The firm claimed price action around the world’s largest crypto is “driven more by liquidity and risk management than structural stress,” with Bitcoin acting as a liquidity-sensitive asset rather than showing signs of forced selling.

Alex Thorn, head of firmwide research at Galaxy Digital, offered a more cautious read.

Bitcoin’s current slide shows liquidation-driven weaknesses, with “little evidence of significant accumulation from whales or long-term holders,” Thorn wrote, noting that long-term holder profit taking “has begun to notably abate.”

Conviction and purpose

Analysts in conversation with Decrypt largely agree that Bitcoin’s sell-off reflects short-term positioning and liquidity, while differing on how likely capital is to rotate back into crypto.

While Bitcoin’s sell-off could be “driven by short-term positioning and liquidity,” instead of “weakening fundamentals,” a rotation into metals indicates “macro allocation shifts rather than capitulation,” Vincent Liu, chief investment officer at Kronos Research, told Decrypt.

The thesis behind Bitcoin being a store of value “remains intact with strategic holders holding conviction,” Liu noted.

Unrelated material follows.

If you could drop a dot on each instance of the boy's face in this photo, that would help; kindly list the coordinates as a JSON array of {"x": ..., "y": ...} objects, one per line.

A rotation from metals into crypto could happen later in the year, he noted.

“As time passes, Bitcoin seems to be absorbing the downsides of gold, while gold is absorbing the advantages of Bitcoin,” Siwon Huh, researcher at Four Pillars, told Decrypt.

Gold has “improved its liquidity through tokenization” and is now being “connected to yield farming and collateralized lending via DeFi,” Huh said.

Huh noted how the metals market has exhibited extreme volatility and recorded its largest drop in 40 years. “The spillover from this massive sell-off spread to the highly leveraged crypto market, precipitating the current situation,” he said.

Other analysts say Bitcoin needs a clearer, defensive use case to reclaim its role as a store of value.

“We need to define the purpose of a ‘store of value.’ It is a refuge when other assets are expected to decline,” Ryan Yoon, senior research analyst at Tiger Research, told Decrypt.

Bitcoin ETFs, for instance, make Bitcoin “highly accessible,” Yoon said, noting that “many data companies fail to create a trend of reasons to save Bitcoin, giving it a gambling image.”

“We need the next El Salvador, and we should hope that the backlash against the impending strong dollar regime will be directed toward Bitcoin, not gold,” he said.

A silver lining?

On-chain data offers one potential silver lining, though not the metals rotation some analysts expect.

Over 22% of Bitcoin’s circulating supply sits at a loss following January’s slide, according to a Glassnode report. The condition could amplify downside pressure as options dealers hedge by selling into falling prices, reinforcing the move lower.

For now, that rotation appears to be too weak to reverse the pattern. Spot ETF flows are near zero, while options markets are pricing more downside protection, suggesting traders see risk without necessarily believing Bitcoin serves as a safe haven, as analysts point out.

The silver lining emerges alongside the market's clearing of leverage-driven sellers without panic, leaving the price dependent on whether new demand or policy can actually shore up support, analysts told Decrypt.